In fact, they left my room a bit angry.

This is a good thing.

Why?

I think I saw this face in my classroom today...

I think I saw this face in my classroom today...

Because they were frustrated with their classmates. They were frustrated with those who were not engaging in the process – those who were not participating. They were frustrated with the complexity of the process and the lack of easy answers from the teacher.

Today, the students came in with a renewed sense of purpose and a desire to collaborate. The discussion was much more productive (even though there was one emotional outburst).

I love to cultivate an healthy level of frustration in my classes. I love to see my students struggle, fail, regroup, and try again. My students need this. So do yours.

Some of the most powerful learning I have seen has occurred when students were frustrated – angry even! – and were able to achieve a breakthrough on their own.

Do I need to step in sometimes? Of course. One of the best lessons that experience is teaching me is exactly when to intervene. Jump in to soon and the student never learns independence and the joy of the epiphany. Wait too long and many students will quit. Usually, though, a teacher’s instinct is to give the kids a boost way too soon.

We all need to learn how to deal with frustration, in school, in work, in life.

image used under cc license from the flickr photostream of MarkKelley

Make time for… conversation

small talk

small talk - from the brilliant xkcd.com

Who does the speaking in your classroom?

When students speak, to whom are they speaking?

When students are talking to each other, what are they talking about?

These are absolutely critical questions. The answers to these questions speak volumes about the level of student engagement in a class.

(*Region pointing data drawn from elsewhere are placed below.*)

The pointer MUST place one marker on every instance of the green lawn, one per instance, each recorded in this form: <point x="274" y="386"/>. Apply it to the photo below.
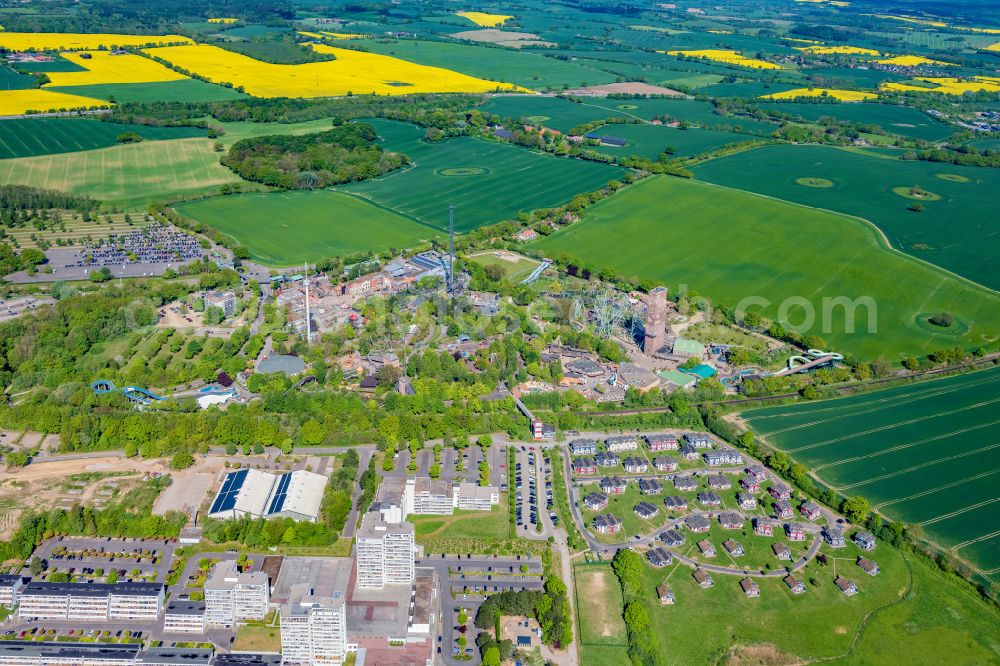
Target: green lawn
<point x="887" y="446"/>
<point x="514" y="266"/>
<point x="526" y="69"/>
<point x="474" y="525"/>
<point x="730" y="245"/>
<point x="285" y="228"/>
<point x="28" y="137"/>
<point x="187" y="90"/>
<point x="129" y="175"/>
<point x="487" y="182"/>
<point x="933" y="622"/>
<point x="958" y="231"/>
<point x="894" y="119"/>
<point x="650" y="141"/>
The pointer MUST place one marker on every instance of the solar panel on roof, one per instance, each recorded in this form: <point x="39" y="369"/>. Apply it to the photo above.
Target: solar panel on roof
<point x="280" y="494"/>
<point x="226" y="499"/>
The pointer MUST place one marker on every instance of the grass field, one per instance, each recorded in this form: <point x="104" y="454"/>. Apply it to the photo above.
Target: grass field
<point x="45" y="136"/>
<point x="958" y="232"/>
<point x="130" y="175"/>
<point x="923" y="454"/>
<point x="691" y="234"/>
<point x="651" y="140"/>
<point x="563" y="115"/>
<point x="514" y="266"/>
<point x="496" y="64"/>
<point x="907" y="614"/>
<point x="601" y="609"/>
<point x="185" y="90"/>
<point x="486" y="525"/>
<point x="285" y="228"/>
<point x="487" y="182"/>
<point x="895" y="119"/>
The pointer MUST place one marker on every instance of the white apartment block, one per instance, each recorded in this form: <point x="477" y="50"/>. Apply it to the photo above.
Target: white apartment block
<point x="91" y="602"/>
<point x="184" y="617"/>
<point x="10" y="588"/>
<point x="232" y="597"/>
<point x="384" y="553"/>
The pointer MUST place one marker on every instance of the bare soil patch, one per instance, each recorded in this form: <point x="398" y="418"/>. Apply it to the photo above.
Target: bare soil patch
<point x="627" y="87"/>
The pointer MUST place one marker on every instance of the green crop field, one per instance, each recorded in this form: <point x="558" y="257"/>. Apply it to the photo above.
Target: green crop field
<point x="895" y="119"/>
<point x="285" y="228"/>
<point x="923" y="454"/>
<point x="957" y="231"/>
<point x="29" y="137"/>
<point x="651" y="140"/>
<point x="563" y="114"/>
<point x="186" y="90"/>
<point x="729" y="245"/>
<point x="908" y="613"/>
<point x="495" y="64"/>
<point x="487" y="182"/>
<point x="131" y="175"/>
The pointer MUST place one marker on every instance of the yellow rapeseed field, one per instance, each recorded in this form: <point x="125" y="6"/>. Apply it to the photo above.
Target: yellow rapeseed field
<point x="60" y="41"/>
<point x="728" y="57"/>
<point x="103" y="67"/>
<point x="949" y="86"/>
<point x="353" y="71"/>
<point x="485" y="20"/>
<point x="912" y="61"/>
<point x="838" y="50"/>
<point x="842" y="95"/>
<point x="16" y="102"/>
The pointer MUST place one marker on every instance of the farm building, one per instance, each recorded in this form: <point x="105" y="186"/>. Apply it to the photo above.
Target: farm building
<point x="251" y="492"/>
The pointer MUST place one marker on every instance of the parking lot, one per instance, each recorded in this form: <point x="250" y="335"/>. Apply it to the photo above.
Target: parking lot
<point x="464" y="582"/>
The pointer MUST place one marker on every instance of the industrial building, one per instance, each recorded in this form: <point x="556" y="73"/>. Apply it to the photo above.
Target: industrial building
<point x="251" y="492"/>
<point x="384" y="553"/>
<point x="232" y="596"/>
<point x="91" y="602"/>
<point x="314" y="616"/>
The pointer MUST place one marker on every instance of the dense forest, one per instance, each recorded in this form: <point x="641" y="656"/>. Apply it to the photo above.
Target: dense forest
<point x="340" y="155"/>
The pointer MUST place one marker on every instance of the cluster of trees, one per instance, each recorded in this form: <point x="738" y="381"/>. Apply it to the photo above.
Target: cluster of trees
<point x="550" y="607"/>
<point x="343" y="154"/>
<point x="643" y="646"/>
<point x="130" y="516"/>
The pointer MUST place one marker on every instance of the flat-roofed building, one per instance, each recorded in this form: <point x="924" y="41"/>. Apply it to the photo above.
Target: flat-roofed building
<point x="10" y="587"/>
<point x="232" y="596"/>
<point x="384" y="553"/>
<point x="91" y="602"/>
<point x="314" y="617"/>
<point x="259" y="494"/>
<point x="183" y="616"/>
<point x="176" y="656"/>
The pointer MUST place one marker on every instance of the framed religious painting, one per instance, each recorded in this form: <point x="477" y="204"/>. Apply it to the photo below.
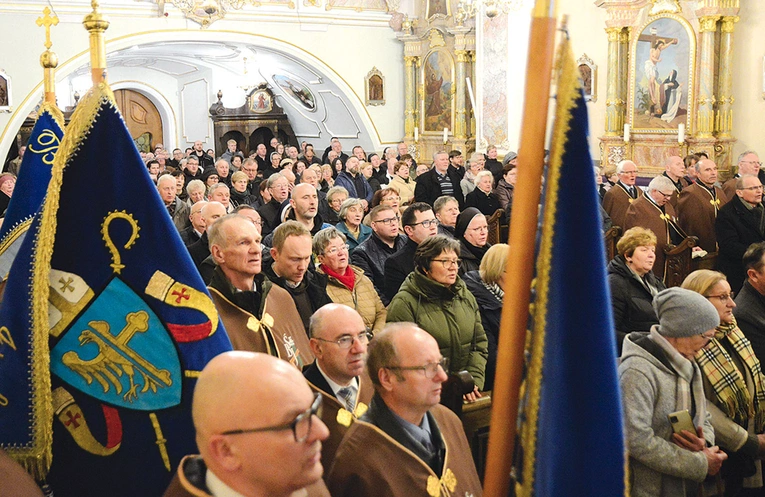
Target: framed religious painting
<point x="437" y="80"/>
<point x="662" y="95"/>
<point x="5" y="92"/>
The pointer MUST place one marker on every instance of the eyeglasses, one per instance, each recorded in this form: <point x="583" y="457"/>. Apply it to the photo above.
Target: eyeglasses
<point x="724" y="297"/>
<point x="335" y="250"/>
<point x="346" y="341"/>
<point x="386" y="221"/>
<point x="300" y="426"/>
<point x="448" y="263"/>
<point x="426" y="224"/>
<point x="429" y="370"/>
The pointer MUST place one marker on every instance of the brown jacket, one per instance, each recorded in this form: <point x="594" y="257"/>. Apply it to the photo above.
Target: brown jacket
<point x="280" y="330"/>
<point x="390" y="469"/>
<point x="189" y="481"/>
<point x="697" y="211"/>
<point x="646" y="214"/>
<point x="363" y="298"/>
<point x="617" y="201"/>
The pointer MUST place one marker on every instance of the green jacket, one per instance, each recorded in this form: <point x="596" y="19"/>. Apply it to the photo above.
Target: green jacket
<point x="450" y="314"/>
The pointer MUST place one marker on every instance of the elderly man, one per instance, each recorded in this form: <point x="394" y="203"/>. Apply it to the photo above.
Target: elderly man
<point x="748" y="164"/>
<point x="289" y="267"/>
<point x="440" y="180"/>
<point x="356" y="184"/>
<point x="421" y="442"/>
<point x="177" y="208"/>
<point x="271" y="213"/>
<point x="385" y="241"/>
<point x="253" y="452"/>
<point x="200" y="249"/>
<point x="699" y="203"/>
<point x="197" y="228"/>
<point x="419" y="223"/>
<point x="220" y="192"/>
<point x="739" y="224"/>
<point x="750" y="302"/>
<point x="618" y="199"/>
<point x="339" y="341"/>
<point x="258" y="315"/>
<point x="655" y="212"/>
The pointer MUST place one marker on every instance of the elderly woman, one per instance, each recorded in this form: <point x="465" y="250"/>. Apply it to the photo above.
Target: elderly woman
<point x="347" y="284"/>
<point x="633" y="284"/>
<point x="434" y="297"/>
<point x="467" y="183"/>
<point x="488" y="287"/>
<point x="402" y="182"/>
<point x="472" y="232"/>
<point x="660" y="379"/>
<point x="734" y="386"/>
<point x="482" y="198"/>
<point x="351" y="214"/>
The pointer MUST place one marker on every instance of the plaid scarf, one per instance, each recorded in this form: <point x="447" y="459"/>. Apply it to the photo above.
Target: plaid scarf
<point x="728" y="382"/>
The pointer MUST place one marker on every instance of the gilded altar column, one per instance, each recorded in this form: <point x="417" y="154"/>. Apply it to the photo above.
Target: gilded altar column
<point x="410" y="91"/>
<point x="614" y="97"/>
<point x="705" y="111"/>
<point x="460" y="123"/>
<point x="724" y="123"/>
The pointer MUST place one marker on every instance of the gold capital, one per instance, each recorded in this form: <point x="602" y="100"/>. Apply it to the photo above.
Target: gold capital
<point x="708" y="23"/>
<point x="727" y="23"/>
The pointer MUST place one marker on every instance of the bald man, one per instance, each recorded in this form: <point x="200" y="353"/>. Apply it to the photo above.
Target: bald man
<point x="406" y="443"/>
<point x="339" y="340"/>
<point x="259" y="316"/>
<point x="257" y="431"/>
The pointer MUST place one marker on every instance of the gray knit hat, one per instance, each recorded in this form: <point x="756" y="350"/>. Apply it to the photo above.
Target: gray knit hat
<point x="683" y="313"/>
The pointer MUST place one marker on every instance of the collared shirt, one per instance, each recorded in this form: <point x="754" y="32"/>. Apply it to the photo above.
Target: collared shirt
<point x="336" y="386"/>
<point x="217" y="487"/>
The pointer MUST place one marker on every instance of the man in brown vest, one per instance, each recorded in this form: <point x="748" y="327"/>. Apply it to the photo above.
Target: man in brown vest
<point x="406" y="443"/>
<point x="257" y="431"/>
<point x="698" y="204"/>
<point x="339" y="341"/>
<point x="655" y="212"/>
<point x="618" y="199"/>
<point x="258" y="315"/>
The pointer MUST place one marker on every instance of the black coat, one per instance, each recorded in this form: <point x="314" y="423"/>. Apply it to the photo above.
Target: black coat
<point x="371" y="255"/>
<point x="428" y="189"/>
<point x="491" y="313"/>
<point x="736" y="227"/>
<point x="630" y="300"/>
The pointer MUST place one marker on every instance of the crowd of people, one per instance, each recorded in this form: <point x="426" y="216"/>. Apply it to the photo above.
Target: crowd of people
<point x="691" y="379"/>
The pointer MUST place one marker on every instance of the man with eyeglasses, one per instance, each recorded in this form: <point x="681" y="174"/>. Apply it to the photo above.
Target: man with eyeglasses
<point x="406" y="443"/>
<point x="253" y="452"/>
<point x="698" y="205"/>
<point x="739" y="224"/>
<point x="385" y="241"/>
<point x="258" y="315"/>
<point x="419" y="223"/>
<point x="617" y="200"/>
<point x="655" y="212"/>
<point x="748" y="163"/>
<point x="339" y="341"/>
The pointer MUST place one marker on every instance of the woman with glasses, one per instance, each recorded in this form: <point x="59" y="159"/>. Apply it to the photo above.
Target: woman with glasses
<point x="734" y="386"/>
<point x="633" y="284"/>
<point x="436" y="298"/>
<point x="347" y="284"/>
<point x="472" y="232"/>
<point x="351" y="214"/>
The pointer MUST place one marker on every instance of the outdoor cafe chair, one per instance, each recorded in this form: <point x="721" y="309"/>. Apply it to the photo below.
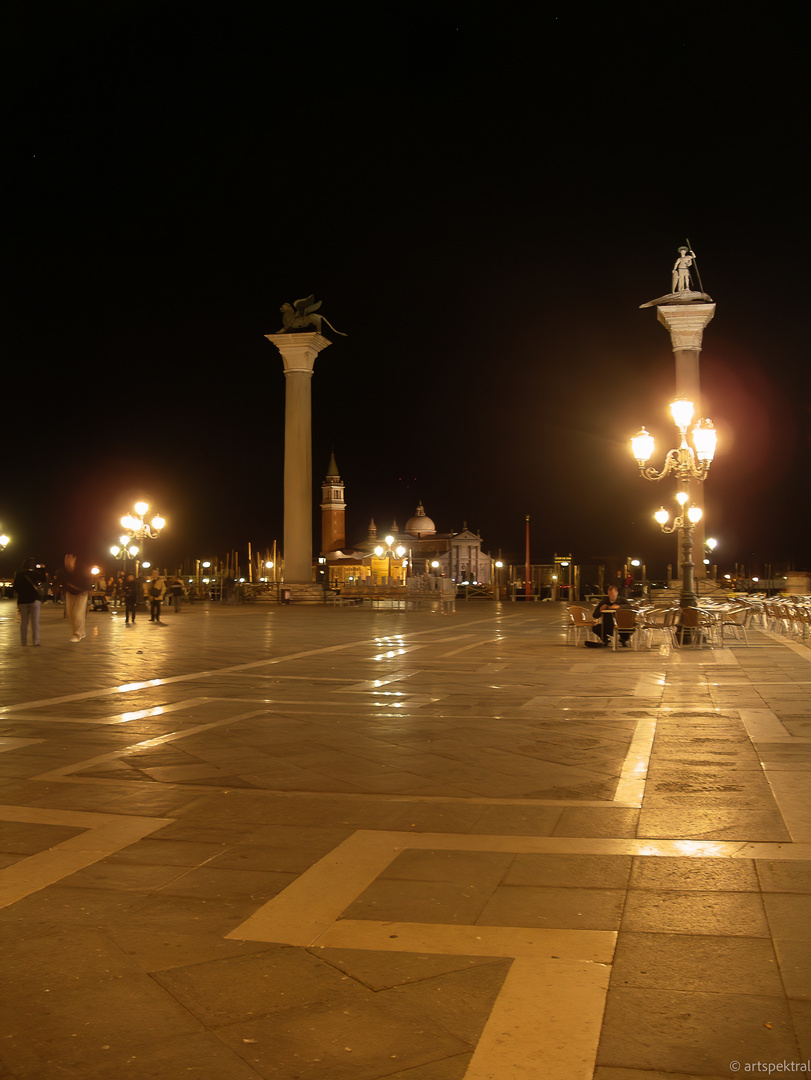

Who does the speaking in your classroom?

Is it you, or is it the students? If the teacher is the star of the show in their classroom, students are not actively engaging with the content. If students aren’t actively engaging with the content they aren’t learning – at least not with any depth; they aren’t building capacity for transfer. Transfer is the ability to apply learning to new situations, which truly demonstrates ownership of knowledge and depth of understanding.

When students speak, to whom are they speaking?

Are students talking to the teacher or to each other? If student conversation always passes through the teacher-gatekeeper, true discourse is not taking place. Students must be given the opportunity to ask and answer peer questions. The teacher should serve as a passive facilitator (0r even an outside observer) whenever possible.  One great way to get true student-student discourse rolling is with a socratic seminar; another is whiteboarding.

When students are talking to each other, what are they talking about?

When students are talking to each other, are they talking about class content or the latest mind-rotting episode of Jersey Shore? If class content is not engaging or students aren’t afforded time for their curiosity, conversations in your class will quickly veer off task. This is why many teachers hesitate to allow students time for conversation. It is also a great measure of student engagement. Give students a few minutes to talk about your current class topic. Do they talk about it? If not, do they need a more structured conversation protocol, or do you need to revamp your content?

How do you make time for conversation in your classroom?